Даже любить для Зуммера стало невозможно. Год назад он жил в казарме под Лейпцигом, и ему понравилась Клара Шлегель, девушка, служившая на кухне в военной столовой, и он приблизился к ней, подружился с ее семейством — отцом и матерью — и ходил в ее дом по вечерам, чтобы беседовать и гулять с этой девушкой, считая ее своей невестой и желая приучить ее к себе, чтобы она затем тоже полюбила его. Может быть, для самой любви ничего и не нужно, кроме двух любящих людей, но каждому из них необходимо удостоверить перед другим свою ценность, чтобы укрепиться в его сердце, и для этого привлекаются в свидетели, в доказательство любые прекрасные факты из постороннего мира, самого по себе неинтересного для сосредоточенного чувства любящих.

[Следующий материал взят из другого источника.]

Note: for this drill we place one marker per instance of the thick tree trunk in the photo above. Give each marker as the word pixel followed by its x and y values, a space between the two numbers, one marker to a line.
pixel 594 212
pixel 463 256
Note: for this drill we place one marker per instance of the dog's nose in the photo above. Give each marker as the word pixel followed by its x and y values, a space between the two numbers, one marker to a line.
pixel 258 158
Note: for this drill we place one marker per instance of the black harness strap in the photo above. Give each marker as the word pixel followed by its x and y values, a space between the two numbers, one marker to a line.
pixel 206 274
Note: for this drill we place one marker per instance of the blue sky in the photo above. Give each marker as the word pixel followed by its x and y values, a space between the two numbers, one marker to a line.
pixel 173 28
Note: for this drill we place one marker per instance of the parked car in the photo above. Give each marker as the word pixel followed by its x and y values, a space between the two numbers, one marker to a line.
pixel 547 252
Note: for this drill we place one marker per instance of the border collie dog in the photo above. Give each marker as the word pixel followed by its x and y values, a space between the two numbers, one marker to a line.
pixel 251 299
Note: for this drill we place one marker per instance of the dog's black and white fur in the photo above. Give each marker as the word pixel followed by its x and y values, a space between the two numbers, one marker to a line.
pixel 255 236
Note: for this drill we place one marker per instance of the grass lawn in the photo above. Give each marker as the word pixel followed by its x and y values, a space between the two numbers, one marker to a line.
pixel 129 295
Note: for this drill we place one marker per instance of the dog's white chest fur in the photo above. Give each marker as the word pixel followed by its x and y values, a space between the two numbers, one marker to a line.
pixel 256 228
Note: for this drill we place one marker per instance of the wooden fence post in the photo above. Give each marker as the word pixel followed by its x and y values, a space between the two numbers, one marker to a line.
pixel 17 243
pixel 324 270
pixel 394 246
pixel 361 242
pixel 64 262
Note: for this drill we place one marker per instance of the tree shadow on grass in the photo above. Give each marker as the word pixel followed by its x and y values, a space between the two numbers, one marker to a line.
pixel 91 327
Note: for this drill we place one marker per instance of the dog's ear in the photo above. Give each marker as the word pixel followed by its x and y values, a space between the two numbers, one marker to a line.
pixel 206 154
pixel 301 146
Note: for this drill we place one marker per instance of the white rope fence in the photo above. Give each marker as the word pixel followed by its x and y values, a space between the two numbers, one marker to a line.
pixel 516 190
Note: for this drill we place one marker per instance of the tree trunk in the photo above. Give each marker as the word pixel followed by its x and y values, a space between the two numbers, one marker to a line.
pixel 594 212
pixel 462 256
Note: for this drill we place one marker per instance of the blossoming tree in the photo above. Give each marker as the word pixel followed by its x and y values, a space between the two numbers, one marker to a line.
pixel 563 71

Видимо, чтобы доказать свой ум и оригинальность, Эрих сказал однажды Кларе о русских, испанцах и китайцах. «Они теперь самые лучшие, самые одухотворенные люди на всей земле», — произнес он. Клара проницательно посмотрела на Эриха и затем ответила ему, что офицеру с такими мыслями неуместно служить в германской армии и она сама позаботится, чтобы Эрих больше не работал в военной авиации.
«И вам будет безопасней, и мне спокойней, — улыбнулась Клара и добавила: — Если я выйду за вас замуж когда-нибудь».
Зуммер понял, что Клара сообщит о нем в тайную полицию, и стал ждать ареста. Он более не посещал свою невесту и не видел ее — не из боязни, а из грустного равнодушия, заполнившего Эриха, хотя жалость и приглушенная, опечаленная нежность к оставленной девушке сохранилась у него. Но подобное, похожее чувство Эрих испытывал ко всем людям, которые ему были близкими или милыми когда-то и которых он утратил из виду; их голоса таились в его сердце и воспоминании и глухо, почти безмолвно шептали ему о себе, точно жалуясь на свое сиротство без него.